На таких держится вся наша жизнь.
Родион Беркут до войны, как говорят, был сугубо штатским человеком. Он окончил Тимирязевку и работал в одном из южных уральских совхозов.
По утрам, когда бледно-голубой дымкой курился над степью туман, а по берегам озер, в ивняках, пели подсоловки, Беркут приходил в совхозную контору, связывался по радио с отделениями, разбросанными в округе на десятки верст. Маленькая черноглазая радистка вызывала отделения: «Воскресенка! Воскресенка! Ответьте, пожалуйста, главному зоотехнику!» И всякий раз голос ее в утренних сумерках казался Родиону голосом далекой Аэлиты — девушки с голубыми волосами. Он так называл ее, встречая утром у конторы: «О, Аэлита моя, идемте скорее в вашу студию!» Радистка, казалось, с удивлением смотрела на него, робко шла за ним.
Деревенские бабы, выпускавшие коров в стадо, часто видели их, шагающих по прохладной утренней улице. «Пошли наши раноставы! Ха-ха-ха!» Слух полз по совхозу. Не слышали его только Беркут и Аэлита. Законная жена Беркута, зоотехник Ирина, ревновала.

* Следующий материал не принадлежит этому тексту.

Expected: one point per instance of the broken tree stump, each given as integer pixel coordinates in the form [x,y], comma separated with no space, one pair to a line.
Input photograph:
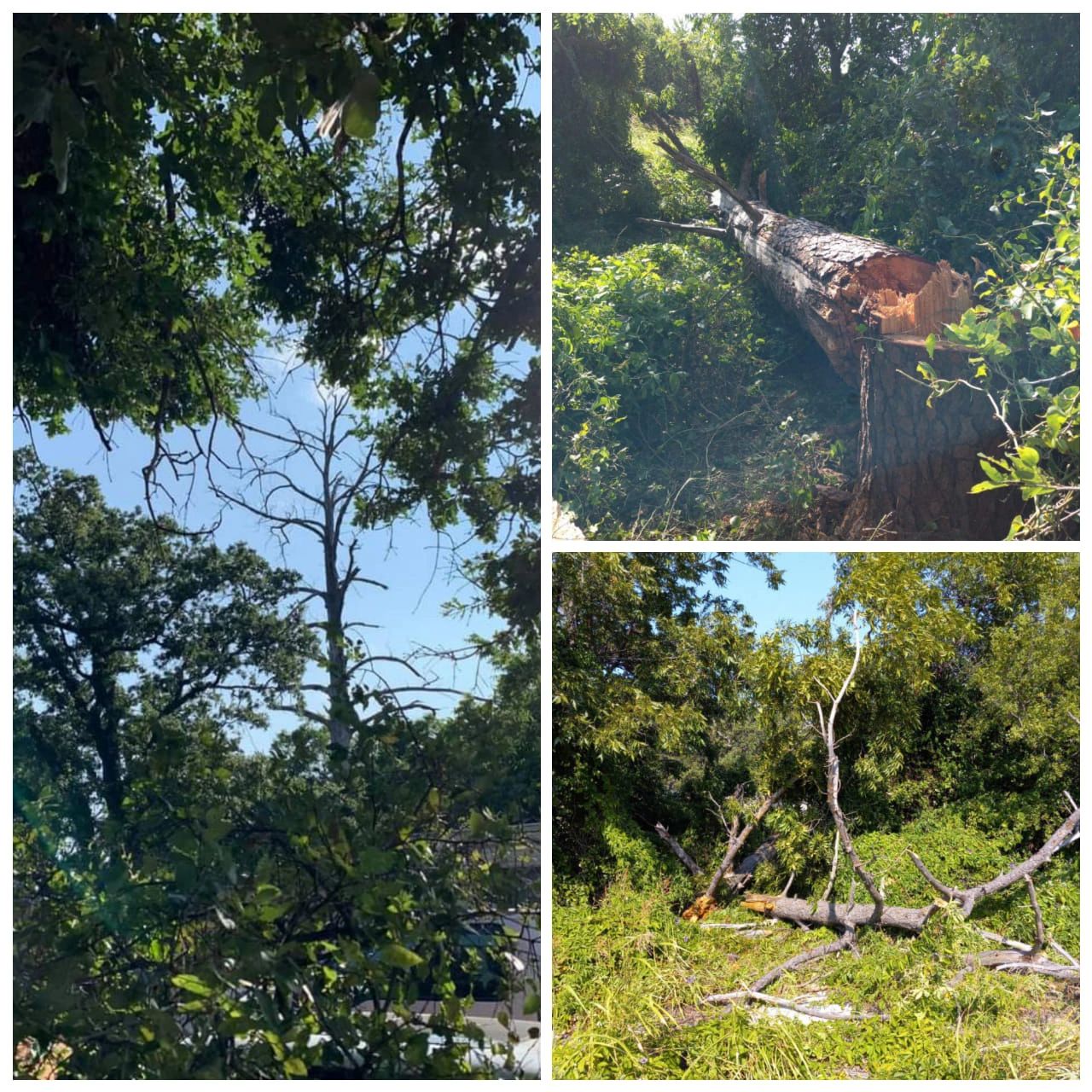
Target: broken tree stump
[870,306]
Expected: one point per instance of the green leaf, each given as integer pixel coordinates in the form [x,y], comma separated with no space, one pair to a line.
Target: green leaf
[191,984]
[398,956]
[269,112]
[361,112]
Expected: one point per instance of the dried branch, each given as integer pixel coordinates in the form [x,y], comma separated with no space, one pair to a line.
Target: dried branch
[676,849]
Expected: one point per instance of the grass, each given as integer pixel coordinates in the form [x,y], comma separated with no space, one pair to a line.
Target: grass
[630,978]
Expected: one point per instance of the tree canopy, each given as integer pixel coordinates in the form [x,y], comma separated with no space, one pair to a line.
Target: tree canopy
[955,136]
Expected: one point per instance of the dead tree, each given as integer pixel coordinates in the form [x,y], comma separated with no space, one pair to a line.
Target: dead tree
[870,308]
[846,919]
[330,483]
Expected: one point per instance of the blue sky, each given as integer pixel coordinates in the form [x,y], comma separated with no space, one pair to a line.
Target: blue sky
[412,560]
[808,579]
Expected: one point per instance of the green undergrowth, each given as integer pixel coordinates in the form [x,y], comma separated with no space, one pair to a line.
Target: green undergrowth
[685,405]
[630,978]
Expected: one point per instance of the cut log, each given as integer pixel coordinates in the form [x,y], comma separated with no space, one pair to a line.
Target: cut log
[870,306]
[676,849]
[839,915]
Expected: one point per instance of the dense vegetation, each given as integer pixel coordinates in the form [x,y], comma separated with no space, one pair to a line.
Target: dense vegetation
[958,741]
[934,132]
[195,195]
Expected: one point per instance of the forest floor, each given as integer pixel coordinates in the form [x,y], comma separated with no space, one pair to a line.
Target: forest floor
[630,979]
[769,455]
[631,1006]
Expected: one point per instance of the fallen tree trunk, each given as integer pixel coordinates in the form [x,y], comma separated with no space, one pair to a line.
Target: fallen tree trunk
[870,306]
[839,915]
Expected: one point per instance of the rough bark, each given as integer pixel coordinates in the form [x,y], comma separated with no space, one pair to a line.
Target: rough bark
[737,842]
[869,306]
[839,915]
[1016,963]
[916,463]
[1067,834]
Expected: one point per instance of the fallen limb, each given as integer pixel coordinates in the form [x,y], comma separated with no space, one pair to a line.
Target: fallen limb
[676,849]
[1067,834]
[872,307]
[738,839]
[743,931]
[1006,960]
[782,1002]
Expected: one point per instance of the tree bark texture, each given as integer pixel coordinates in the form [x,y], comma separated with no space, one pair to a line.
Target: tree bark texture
[839,915]
[870,307]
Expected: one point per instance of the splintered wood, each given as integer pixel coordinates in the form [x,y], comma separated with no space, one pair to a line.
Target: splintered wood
[944,299]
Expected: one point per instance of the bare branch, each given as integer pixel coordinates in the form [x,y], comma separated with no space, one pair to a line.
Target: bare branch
[676,849]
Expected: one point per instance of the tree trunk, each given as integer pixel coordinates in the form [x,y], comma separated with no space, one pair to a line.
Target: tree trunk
[870,306]
[839,915]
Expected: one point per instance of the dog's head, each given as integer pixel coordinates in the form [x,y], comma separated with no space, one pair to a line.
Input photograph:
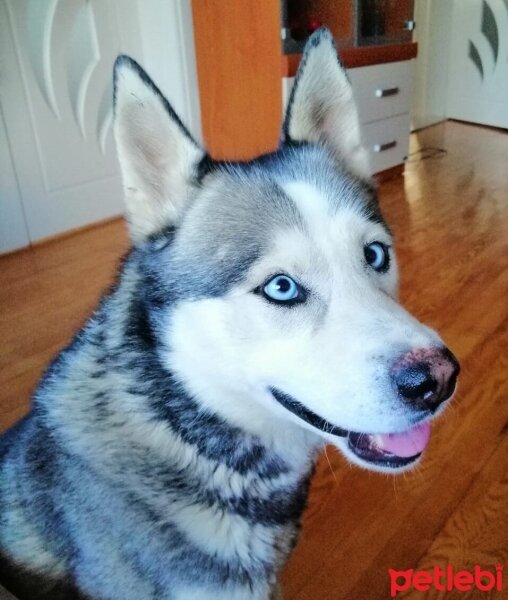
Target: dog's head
[272,284]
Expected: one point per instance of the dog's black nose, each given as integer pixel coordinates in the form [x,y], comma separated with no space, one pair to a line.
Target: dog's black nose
[425,378]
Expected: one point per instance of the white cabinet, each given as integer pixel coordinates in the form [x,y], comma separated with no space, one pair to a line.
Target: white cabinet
[383,96]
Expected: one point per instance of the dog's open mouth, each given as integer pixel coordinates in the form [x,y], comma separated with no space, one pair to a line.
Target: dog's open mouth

Так продолжалось всю весну. В июне, когда благоуханно задышала земля и отцвели в садах ранетки, девушка сказала ему: «Хочу, чтобы ты был мой! И ничей больше! Никому тебя не отдам». — «А Ирина?» — «Ирина тебя не любит. Я люблю!»
Разыгралась не где-нибудь, а в кабинете директора совхоза сцена: Родион подал заявление с просьбой послать его селекционером на самую отдаленную ферму, за пятьдесят километров от центральной усадьбы. Думал так: расстояние приглушит и утишит вспыхнувший в сердце огонь. Директор поддерживал решение Беркута. Но Ирина была неумолима:
— Я — жена, и я должна ехать с ним? Ни за что. Не имеете права! Не поеду!
— Почему? — выдавливал вопросы смущенный директор.
— Что я там буду делать, в этой ссылке?
— То, что и Родион Павлович. Заниматься животноводством, заведовать фермой… И оклад хорош, и квартира будет прекрасная… А ссылкой наше хозяйство называть не советую. Ферма там не простая, элитная. На весь Урал одна! На золото за границей скот купили… Там спецы позарез нужны, иначе погубим идею!
— Нет. Ни за что. Ничего мне не нужно, никаких ваших идей… И Родион мне ваш тоже не нужен!
Она, видимо, давно уже готовилась сказать подобные слова, искала какого-то подходящего повода, но сейчас они вылетели внезапно, и она задохнулась от волнения.